For people in West Virginia who decide to divorce, financial issues and disagreements may be some of the most common factors that lead to the end of a marriage. Disagreements about how to save or spend money or how to plan for the future may lead to long-term rifts, especially when one partner sees the other as controlling or irresponsible. These problems can be magnified when one spouse brings in a significantly higher share of the income as this can exacerbate feelings of inequality. At times, the higher-earning partner may also be more likely to neglect or exclude the input of the lower-earning partner.

These already tense financial issues may be exacerbated by social expectations about sex, gender and earning power. While women have made great strides in the workplace in recent decades, many still expect that husbands will continue to be the higher earner in relationships.
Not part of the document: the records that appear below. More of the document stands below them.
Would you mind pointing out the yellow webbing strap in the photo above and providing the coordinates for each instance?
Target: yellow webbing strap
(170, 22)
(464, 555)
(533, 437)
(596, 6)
This could play a role in undermining some relationships. One study indicates that couples where the wife earns more than the husband are 33% more likely to divorce.

There are a number of issues that could contribute to the increased likelihood of divorce, and not all of them may be negative. Women in abusive or unhappy relationships are more likely to leave when they are financially stable and able to support themselves. Similarly, men are less likely to be stay-at-home parents, so even lower-earning men in these relationships are more likely to have independent incomes. The gap could simply indicate a lack of financial pressure to preserve a dead marriage.

Just like financial conflicts can lead to divorce, the financial fallout after the end of a marriage can be significant. A divorcing spouse may work with a family law attorney to negotiate a settlement on a range of issues, including property division and spousal support.